# Can any R/O match this?



## sparkie2182 (May 12, 2007)

International Space Station: Girl, 8, chats to astronaut on amateur radio


American spaceman Kjell Lindgren says the encounter "may be my favourite so far".



www.bbc.co.uk


----------



## hawkey01 (Mar 15, 2006)

Sparkie2182,

I have deleted the other post.

Neville - Hawkey01


----------



## sparkie2182 (May 12, 2007)

Tyvm


----------



## Larry Bennett (Aug 28, 2005)

In October 1926 the national press reported an attempt by a certain individual to send a message to the planet Mars;

“It was learned in London during the evening that from the Government high power station at Rugby a message had been arranged to be transmitted to Mars just before midnight. This did not mean that the Government and the Post Office authorities were inclined to regard communication with the planet within the bounds of possibility. The message had been handed to the Central Radio Office of the G.P.O. and had been accepted for transmission, reception not being guaranteed. It was of a length which would take somewhere about three to four minutes to transmit by Morse, and was described as being of ‘no known language’.

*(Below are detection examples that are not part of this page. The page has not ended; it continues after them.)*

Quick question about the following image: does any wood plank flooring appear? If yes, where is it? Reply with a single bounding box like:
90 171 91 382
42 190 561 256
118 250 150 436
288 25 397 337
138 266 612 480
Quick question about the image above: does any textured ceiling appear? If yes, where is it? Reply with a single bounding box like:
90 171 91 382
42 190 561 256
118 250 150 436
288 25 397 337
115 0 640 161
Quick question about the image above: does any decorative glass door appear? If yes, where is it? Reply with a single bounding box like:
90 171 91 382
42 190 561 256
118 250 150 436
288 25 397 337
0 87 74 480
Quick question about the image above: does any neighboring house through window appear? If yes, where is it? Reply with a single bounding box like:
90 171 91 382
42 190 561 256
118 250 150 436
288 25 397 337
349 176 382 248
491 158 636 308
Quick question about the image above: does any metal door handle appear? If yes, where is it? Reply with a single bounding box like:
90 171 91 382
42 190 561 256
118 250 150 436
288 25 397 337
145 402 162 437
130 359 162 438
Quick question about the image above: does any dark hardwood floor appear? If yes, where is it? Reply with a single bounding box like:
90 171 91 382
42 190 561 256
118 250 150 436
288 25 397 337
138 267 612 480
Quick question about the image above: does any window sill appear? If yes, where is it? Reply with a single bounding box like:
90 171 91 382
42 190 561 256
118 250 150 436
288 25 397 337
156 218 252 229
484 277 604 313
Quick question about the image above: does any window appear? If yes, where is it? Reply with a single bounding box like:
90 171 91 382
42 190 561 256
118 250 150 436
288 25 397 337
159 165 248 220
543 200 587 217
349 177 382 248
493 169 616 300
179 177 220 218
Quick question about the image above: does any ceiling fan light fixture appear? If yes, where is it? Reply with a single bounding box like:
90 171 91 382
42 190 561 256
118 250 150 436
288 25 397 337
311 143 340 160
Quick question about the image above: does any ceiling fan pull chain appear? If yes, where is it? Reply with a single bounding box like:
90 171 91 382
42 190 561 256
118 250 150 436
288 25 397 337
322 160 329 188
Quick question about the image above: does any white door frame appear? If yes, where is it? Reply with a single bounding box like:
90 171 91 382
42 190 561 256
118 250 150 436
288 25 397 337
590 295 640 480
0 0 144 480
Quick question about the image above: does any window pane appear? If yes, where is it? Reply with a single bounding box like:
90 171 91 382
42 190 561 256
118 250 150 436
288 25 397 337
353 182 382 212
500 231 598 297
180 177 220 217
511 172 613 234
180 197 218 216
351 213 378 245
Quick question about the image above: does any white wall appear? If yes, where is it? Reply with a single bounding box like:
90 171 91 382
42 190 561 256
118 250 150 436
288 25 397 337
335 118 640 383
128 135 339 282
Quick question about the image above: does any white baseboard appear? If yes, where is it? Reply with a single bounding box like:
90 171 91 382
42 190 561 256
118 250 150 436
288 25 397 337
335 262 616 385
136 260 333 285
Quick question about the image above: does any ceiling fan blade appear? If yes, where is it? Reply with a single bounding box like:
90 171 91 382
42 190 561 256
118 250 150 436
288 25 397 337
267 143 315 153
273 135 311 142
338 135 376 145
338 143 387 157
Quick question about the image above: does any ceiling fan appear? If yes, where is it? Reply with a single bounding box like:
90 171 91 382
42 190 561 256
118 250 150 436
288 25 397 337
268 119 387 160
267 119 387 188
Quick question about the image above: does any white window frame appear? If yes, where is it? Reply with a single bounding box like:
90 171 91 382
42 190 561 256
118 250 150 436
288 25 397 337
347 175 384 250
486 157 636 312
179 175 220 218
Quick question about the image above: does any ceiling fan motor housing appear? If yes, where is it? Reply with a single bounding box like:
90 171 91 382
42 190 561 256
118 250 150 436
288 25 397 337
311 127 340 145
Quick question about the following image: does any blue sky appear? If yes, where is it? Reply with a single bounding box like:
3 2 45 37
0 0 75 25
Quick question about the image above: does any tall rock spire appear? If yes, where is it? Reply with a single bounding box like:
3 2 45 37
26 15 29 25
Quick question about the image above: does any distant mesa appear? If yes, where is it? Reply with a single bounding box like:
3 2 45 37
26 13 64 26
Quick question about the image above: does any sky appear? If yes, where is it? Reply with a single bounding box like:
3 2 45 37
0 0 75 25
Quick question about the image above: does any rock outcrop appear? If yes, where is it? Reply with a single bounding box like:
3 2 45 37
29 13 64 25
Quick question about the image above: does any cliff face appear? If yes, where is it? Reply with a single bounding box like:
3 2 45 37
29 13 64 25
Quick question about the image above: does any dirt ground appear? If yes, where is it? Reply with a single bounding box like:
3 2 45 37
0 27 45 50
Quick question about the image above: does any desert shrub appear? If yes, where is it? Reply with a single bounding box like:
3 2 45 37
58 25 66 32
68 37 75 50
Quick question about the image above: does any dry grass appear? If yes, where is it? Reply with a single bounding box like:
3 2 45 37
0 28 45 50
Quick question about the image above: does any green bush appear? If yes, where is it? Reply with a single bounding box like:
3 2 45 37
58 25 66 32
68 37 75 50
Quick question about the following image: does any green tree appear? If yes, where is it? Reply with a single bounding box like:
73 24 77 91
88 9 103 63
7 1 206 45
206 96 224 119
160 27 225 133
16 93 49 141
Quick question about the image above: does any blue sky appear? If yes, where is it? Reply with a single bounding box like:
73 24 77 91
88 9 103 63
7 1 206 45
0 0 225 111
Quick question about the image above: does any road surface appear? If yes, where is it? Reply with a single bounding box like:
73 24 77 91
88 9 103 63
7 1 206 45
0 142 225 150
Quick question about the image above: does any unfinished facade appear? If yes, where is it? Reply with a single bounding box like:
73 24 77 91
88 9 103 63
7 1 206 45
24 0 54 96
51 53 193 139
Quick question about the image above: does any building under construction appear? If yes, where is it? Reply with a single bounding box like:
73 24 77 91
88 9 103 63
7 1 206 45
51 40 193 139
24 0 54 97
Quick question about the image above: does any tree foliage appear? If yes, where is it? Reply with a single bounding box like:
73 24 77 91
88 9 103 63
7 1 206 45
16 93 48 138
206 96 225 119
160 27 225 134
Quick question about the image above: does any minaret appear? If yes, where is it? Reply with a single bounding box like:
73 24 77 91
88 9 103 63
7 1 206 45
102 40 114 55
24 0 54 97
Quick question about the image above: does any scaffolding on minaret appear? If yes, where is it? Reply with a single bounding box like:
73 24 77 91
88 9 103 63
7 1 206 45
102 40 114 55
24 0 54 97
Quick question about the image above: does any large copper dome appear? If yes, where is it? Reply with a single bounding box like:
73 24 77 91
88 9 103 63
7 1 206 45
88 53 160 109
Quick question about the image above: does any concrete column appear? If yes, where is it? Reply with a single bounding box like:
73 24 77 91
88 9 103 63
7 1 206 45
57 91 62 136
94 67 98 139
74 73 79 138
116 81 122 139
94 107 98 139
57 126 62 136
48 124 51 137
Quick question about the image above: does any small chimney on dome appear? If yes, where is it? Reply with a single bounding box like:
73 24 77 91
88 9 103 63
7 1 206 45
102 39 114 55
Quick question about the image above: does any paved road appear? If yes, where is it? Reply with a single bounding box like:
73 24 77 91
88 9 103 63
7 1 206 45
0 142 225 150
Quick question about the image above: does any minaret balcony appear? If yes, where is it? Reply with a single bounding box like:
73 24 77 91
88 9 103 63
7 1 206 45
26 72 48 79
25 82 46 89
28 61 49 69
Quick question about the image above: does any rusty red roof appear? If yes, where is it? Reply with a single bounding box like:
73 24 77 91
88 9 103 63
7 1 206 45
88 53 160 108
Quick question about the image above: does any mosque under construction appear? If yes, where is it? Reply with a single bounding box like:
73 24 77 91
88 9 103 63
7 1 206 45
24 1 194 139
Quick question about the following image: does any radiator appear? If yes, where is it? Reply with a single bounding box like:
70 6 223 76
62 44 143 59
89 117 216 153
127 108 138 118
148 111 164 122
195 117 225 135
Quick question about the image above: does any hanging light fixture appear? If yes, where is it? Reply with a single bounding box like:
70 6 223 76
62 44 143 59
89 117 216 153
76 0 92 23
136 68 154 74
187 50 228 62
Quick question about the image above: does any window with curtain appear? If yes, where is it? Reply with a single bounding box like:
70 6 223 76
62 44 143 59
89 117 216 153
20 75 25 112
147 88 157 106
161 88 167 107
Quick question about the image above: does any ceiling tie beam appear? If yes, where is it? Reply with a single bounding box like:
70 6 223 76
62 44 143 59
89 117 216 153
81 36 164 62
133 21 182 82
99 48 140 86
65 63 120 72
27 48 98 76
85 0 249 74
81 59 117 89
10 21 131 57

The transmission was to take place on a wavelength of 18.240 metres which the Rugby station happened to be using last night, and the message was to be prefixed with three M’s. In the Morse code two dashes represent the letter M. At five minutes to twelve the Rugby station transmitted into the void the message handed in by a private person. An official at the Central Radio Office, discussing the matter with a Press representative, said the message would probably be charged for at the long distance ship rate. viz. 1s 6d per word. "The Rugby station has world-wide range," added the official, "but I do not know about the planetary system. If people wished to send out messages and are prepared to pay for them there does not seem to be any valid reason why the Post Office should refuse revenue”.

Asked if the authorities would agree to transmit a message intended for the moon or the man therein, the official repeated that he could see no reason for rejecting such a message.

It is not known if the message was received.


----------



## sparkie2182 (May 12, 2007)

No QSL then?


----------



## Varley (Oct 1, 2006)

No known language? Surely, then, a secret language and prohibited by regulation.


----------



## trotterdotpom (Apr 29, 2005)

View attachment 693838
View attachment 693838
View attachment 693838
View attachment 693838


----------



## searover.don (Oct 21, 2021)

Varley said:


> No known language? Surely, then, a secret language and prohibited by regulation.


Does that language have an alphabet then? Does it include an 'M'?


----------



## Varley (Oct 1, 2006)

Who can tell. It's a secret isn't it?


----------



## Jumbuk34 (Mar 27, 2019)

Varley said:


> No known language? Surely, then, a secret language and prohibited by regulation.


What regulation prohibits secret language?


----------



## djringjr (Feb 11, 2008)

Jumbuk34 said:


> What regulation prohibits secret language?


None, but amateur radio regulations prohibit them.
Certainly allowed in telegrams.


----------